Advanced first trimester screening (AFS): an improved test strategy for the individual risk assessment of fetal aneuploidies and malformations.

OBJECTIVE: First trimester risk assessment for fetal aneuploidies is computed on the base of a general background risk, which is depending on the maternal age. Thereby, the adjusted risk tends to rise with increasing age. Obversely, more unsuspicious fetal parameters [measurement of the nuchal translucency (NT) and biochemical parameters, free beta human chorionic gonadotropine (fbetaB-Hcg) and pregnancy associated plasma protein A (Papp-A)] have to be observed to result in an unsuspicious test at higher age. It was the aim of this study to investigate the potential value of a novel risk assessment algorithm explicitly disregarding the maternal age.

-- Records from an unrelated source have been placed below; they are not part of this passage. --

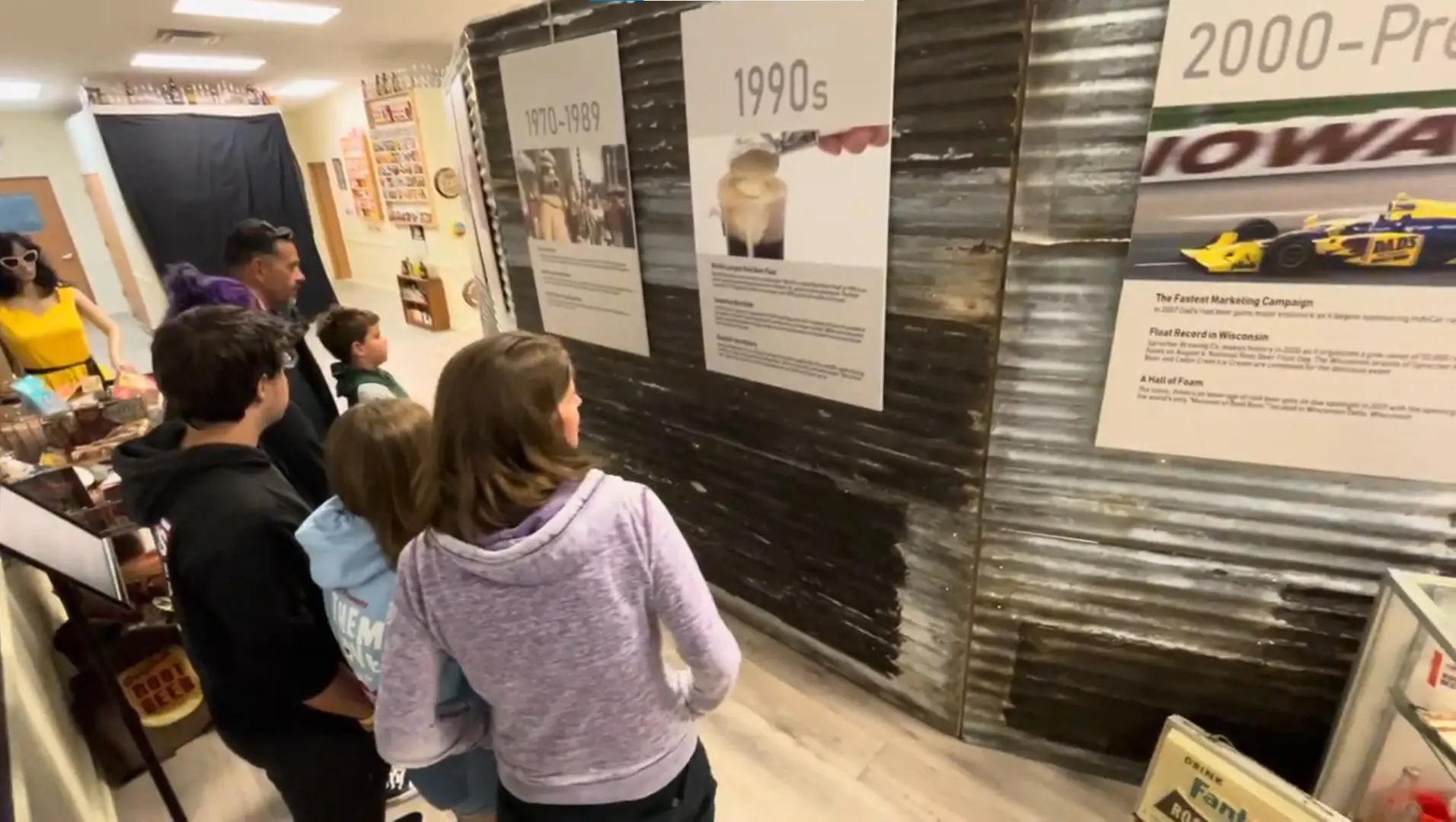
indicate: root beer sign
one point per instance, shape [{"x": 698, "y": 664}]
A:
[{"x": 162, "y": 688}]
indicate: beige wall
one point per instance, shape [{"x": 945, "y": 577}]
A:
[
  {"x": 375, "y": 250},
  {"x": 83, "y": 140},
  {"x": 37, "y": 145},
  {"x": 53, "y": 772}
]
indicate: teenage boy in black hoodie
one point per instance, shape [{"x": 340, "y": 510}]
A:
[{"x": 254, "y": 624}]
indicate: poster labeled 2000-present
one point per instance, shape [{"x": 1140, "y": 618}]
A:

METHODS: This was an ultrasound cohort study of 1,463 singleton pregnancies at 11-14 weeks of gestation undergoing a first trimester screening for fetal aneuploidies by measuring the (NT), Papp-A and fbeta-hCG. In each case, the pregnancy outcome was obtained. Regarding either the detection of genetic affections or the combined detection of genetic or somatic anomalies, the test performance parameters (sensitivity, specificity, positive and negative predictive values) were calculated and compared with each other. For risk calculation the standard Fetal Medicine Foundation (FMF)-Software and an alternative software with a similar algorithm (JOY-Software) were utilized. Compared to this, the risk assessment had been modified by implementing a novel calculation algorithm (advanced first trimester screening algorithm, AFS) purposely disregarding the maternal age and again, the test performance parameters had been computed and were compared with the first ones.

RESULTS: At the mere genetic analysis, all four test-strategies revealed to have identical sensitivity and negative predictive values. Compared to the standard FMF-Software, the JOY-Software showed a reduced false positive rate. In addition, in both softwares, the false positive rate is highly significant-reduced by implementing the AFS-algorithm. At combined genetic and somatic analysis, analogous results on different counts could be found.

CONCLUSION: In the effort to create an algorithm characterising somatic and fetal conditions of the fetus most properly, the inclusion of maternal age is not a helpful value and excluding the age from risk calculation leads to a high significant reduction of the false positive rate. Further, a comparable marked increase of both, specificity and positive predictive values, can be achieved for the FMF- and JOY-Software on the background of the generally more favourable JOY test performance.